注いでみて一番に感じるのは、とにかく香りが違う。ビールらしさも感じないことはないのですが、それよりもこれはむしろワインに近い。熟成された甘くそれでいて苦い酸味のある入り組んだ香りがします。凄く香ばしい。
ビールなのに泡は殆ど立ちません。そのあたりもワインっぽい。
お味の方はと言うと…美味しい!
正直「ビールか?」と言われるとビールじゃない気もしますが、飲み物としてこれは美味しいです。香りの時と同じように、酵母の甘味と苦味、熟成したワインのような酸味、それが一体となって繊細な味を作っています。なんだろうなぁ、これ。過去に飲んだことがあるようでもあり、まったく飲んだことがないようでもある、絶妙な味です。
このビールとは、都合13年間、間に2度の引っ越しを挟みながら付き合ってきたという自分の「歴史」があるので…その分思い入れも強いんでしょうね、きっと。あー何か色々思い出すわ。
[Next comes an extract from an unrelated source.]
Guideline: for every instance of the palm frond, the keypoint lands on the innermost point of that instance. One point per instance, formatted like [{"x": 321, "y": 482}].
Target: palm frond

このビールを買ったのは1997年、その時1回切りで、家にあるのもこの1本だけ。なので次に飲めるのはまた何年か後ということになります。毎年サンタクロースの誕生日である12月6日(そうなのか?)に合わせて限定醸造されるとのことなので、また何年か後に振り返るべく、何本か買っておこうと思います。このビールを何かの記念日に開ける、というのもなかなか良いんじゃないでしょうか。
ちなみに。
最近のサミクラウスはリニューアルして容量が250mlから330mlに増え、原産国はスイスからオーストラリアに変更され、「5年後が飲み頃」とされているようです。1997年当時はリニューアル前のもので「10年後が飲み頃」となっていました。ベルギービールJapanさんのレビューによると、「心なしか以前のサミクラウスより色が薄い」「モルトの香りが全面に出ており、以前のブランデーのような複雑な香りはあまり感じられない」とあり、何か組成が変わった(もしくは会社自体が変わった)のかも知れません。
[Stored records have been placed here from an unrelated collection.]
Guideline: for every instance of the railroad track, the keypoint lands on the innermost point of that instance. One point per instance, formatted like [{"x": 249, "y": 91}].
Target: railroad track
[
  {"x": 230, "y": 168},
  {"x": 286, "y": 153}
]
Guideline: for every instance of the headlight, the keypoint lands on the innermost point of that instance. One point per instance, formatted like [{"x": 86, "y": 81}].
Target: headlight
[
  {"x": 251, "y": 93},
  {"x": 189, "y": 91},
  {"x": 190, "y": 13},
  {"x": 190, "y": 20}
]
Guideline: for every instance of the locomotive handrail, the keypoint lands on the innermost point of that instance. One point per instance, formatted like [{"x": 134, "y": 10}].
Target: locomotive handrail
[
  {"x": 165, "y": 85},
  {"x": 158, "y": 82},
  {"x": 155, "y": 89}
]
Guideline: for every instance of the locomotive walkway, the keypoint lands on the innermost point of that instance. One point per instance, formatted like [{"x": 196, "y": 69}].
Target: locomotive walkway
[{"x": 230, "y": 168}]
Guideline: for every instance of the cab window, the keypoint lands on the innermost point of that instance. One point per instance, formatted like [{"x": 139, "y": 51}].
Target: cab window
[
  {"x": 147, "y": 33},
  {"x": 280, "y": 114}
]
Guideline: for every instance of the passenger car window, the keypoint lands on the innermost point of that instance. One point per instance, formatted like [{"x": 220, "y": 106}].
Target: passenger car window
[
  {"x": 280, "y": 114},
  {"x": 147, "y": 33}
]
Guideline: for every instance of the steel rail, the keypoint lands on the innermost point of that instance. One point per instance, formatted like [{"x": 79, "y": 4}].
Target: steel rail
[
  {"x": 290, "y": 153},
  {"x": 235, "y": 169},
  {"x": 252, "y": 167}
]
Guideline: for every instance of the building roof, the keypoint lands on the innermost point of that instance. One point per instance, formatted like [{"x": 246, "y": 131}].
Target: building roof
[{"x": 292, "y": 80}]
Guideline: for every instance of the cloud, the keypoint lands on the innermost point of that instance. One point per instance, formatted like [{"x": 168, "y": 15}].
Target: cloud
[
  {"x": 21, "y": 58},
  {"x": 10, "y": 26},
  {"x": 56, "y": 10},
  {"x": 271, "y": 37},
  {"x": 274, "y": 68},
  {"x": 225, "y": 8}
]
…そう思ってwikipedia(英語版)で調べてみたら驚くべき記述が。
Schloss Eggenberg – Wikipedia, the free encyclopedia
Hürlimann’s founder Albert Hürlimann was a world leader in the scientific study of yeast, and the brewery has a long history of yeast development. The Samichlaus Christmas beer was first brewed in 1979 for sale in 1980. Production continued annually until 1997, when the brewery closed. In 2000, it returned, this time produced by Schloss Eggenberg in collaboration with the original Hürlimann brewers, using the original Hürlimann Samichlaus recipe.
簡単に日本語にすると、
イースト酵母の研究者として有名だったAlbert Hürlimannが1979年から醸造していたビールだったが、ブリュワリーが閉鎖されたこともあり1997年に生産が終了した。2000年にSchloss Eggenberg社(オーストリア)がオリジナルレシピを使用して醸造することで生産再開。
なるほどそうだったのか…
ということは、僕が飲んだこのビールは、オリジナルのサミクラウスとして醸造された最後のビールだったということでしょうか。飲み頃が3年過ぎてしまったことを考えると、もしかしてこれ以上古いオリジナルのサミクラウスは、もう現存していないのかもしれません。。